# a couple stick designs



## rdemler (Jun 11, 2014)

This is what I did to two sticks to add a little something different to them.


----------



## Rad (Feb 19, 2013)

Great idea! I especially like the first one!


----------



## rdemler (Jun 11, 2014)

Thank you,so do I.


----------



## CV3 (Jan 30, 2014)

Both are nice. Good job.


----------



## gdenby (Apr 27, 2013)

I'm supposing turquoise bits, embedded or adhered. Care to describe what you did?


----------



## rdemler (Jun 11, 2014)

gdenby,yup crushed turquoise and super glue.Carved out the pattern I wanted using a dremel.Filled the area with crushed turquoise and coated with super glue.I sanded it flush and added fine crushed turquoise leveled it and added more super glue.
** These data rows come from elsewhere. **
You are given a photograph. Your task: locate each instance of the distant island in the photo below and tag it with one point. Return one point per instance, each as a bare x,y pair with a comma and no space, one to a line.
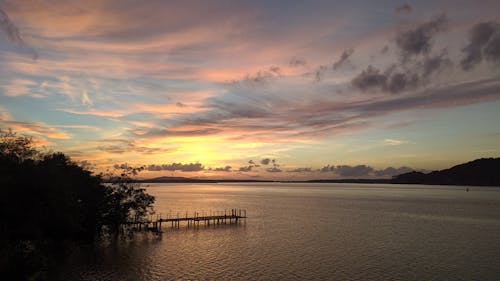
480,172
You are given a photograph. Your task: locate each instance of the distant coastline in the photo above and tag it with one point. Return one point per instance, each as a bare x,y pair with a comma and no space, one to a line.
479,172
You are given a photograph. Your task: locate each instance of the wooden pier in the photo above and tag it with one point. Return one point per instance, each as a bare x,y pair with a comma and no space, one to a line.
232,216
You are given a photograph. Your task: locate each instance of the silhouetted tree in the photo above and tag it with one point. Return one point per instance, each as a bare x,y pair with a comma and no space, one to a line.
48,201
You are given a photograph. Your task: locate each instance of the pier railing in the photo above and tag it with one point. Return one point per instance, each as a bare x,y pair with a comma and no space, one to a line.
231,216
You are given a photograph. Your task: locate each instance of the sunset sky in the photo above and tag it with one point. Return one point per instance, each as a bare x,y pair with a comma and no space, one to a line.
254,89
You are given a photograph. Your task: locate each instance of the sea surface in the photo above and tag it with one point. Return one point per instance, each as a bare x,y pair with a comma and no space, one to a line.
299,231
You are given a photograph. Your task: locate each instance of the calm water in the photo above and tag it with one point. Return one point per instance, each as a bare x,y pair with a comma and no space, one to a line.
312,232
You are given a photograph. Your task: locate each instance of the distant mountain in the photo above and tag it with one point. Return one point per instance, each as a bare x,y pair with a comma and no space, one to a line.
484,172
192,180
174,180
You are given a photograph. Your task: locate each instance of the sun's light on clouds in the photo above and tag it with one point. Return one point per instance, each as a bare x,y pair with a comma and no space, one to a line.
315,86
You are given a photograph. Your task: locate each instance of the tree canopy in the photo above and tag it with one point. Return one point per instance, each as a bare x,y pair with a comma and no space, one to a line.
46,200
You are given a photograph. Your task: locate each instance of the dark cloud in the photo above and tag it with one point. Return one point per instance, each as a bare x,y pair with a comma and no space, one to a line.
348,171
484,44
399,78
86,165
327,168
274,170
223,169
344,59
245,168
296,62
369,79
435,64
319,73
300,170
191,167
400,81
175,133
122,146
418,41
10,29
12,32
403,9
260,77
390,171
265,161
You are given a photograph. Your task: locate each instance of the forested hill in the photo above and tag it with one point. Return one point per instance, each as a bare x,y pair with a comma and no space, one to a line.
484,171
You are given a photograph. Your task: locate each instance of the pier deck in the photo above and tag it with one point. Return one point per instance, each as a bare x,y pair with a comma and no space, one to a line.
232,216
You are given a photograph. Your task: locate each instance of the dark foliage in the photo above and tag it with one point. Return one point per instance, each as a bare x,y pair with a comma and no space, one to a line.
48,202
485,172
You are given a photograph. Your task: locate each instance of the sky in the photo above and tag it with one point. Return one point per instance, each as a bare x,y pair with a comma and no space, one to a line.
254,89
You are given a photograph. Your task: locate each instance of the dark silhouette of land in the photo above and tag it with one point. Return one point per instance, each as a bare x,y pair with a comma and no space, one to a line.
480,172
49,205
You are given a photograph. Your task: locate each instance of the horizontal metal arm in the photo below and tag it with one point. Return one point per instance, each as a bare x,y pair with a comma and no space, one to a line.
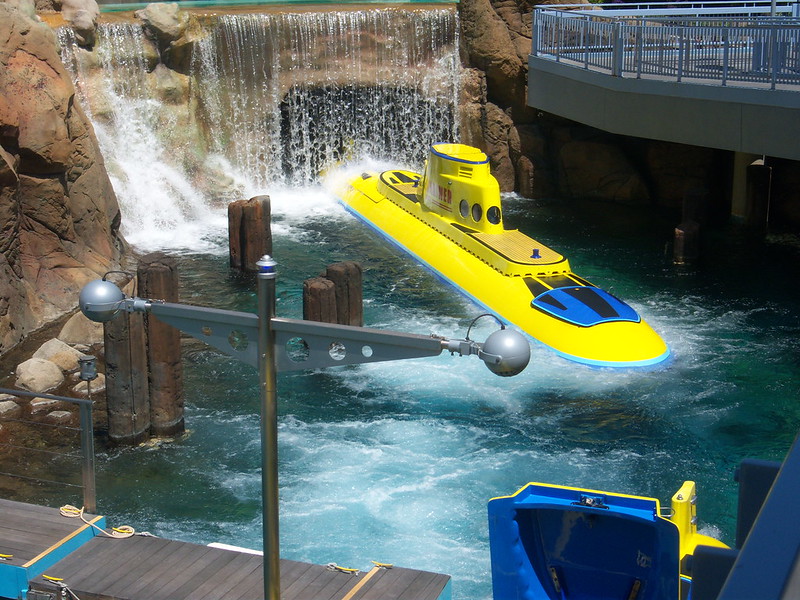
314,345
298,344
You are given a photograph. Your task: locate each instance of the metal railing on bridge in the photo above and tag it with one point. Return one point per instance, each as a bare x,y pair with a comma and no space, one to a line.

Sanded again and clear coated.New to this but it seems to work out ok,I like it.I also have some brass grindings from the local hardware store key cutting machine,and will be trying copper grindings this weekend.


----------



## MJC4 (Mar 6, 2014)

Very nice pieces. Looking forward to the brass & copper as well. :thumbsu:


----------



## rdemler (Jun 11, 2014)

first little trial with the copper in cedar.Pretty bland stick.Not sanded yet.


----------



## MoroCreek (Feb 13, 2014)

Love the Kokopelli stick! Both are nice... And great ideas for the inlaid stone. Thanks for sharing.


----------



## rdemler (Jun 11, 2014)

Thank you.


----------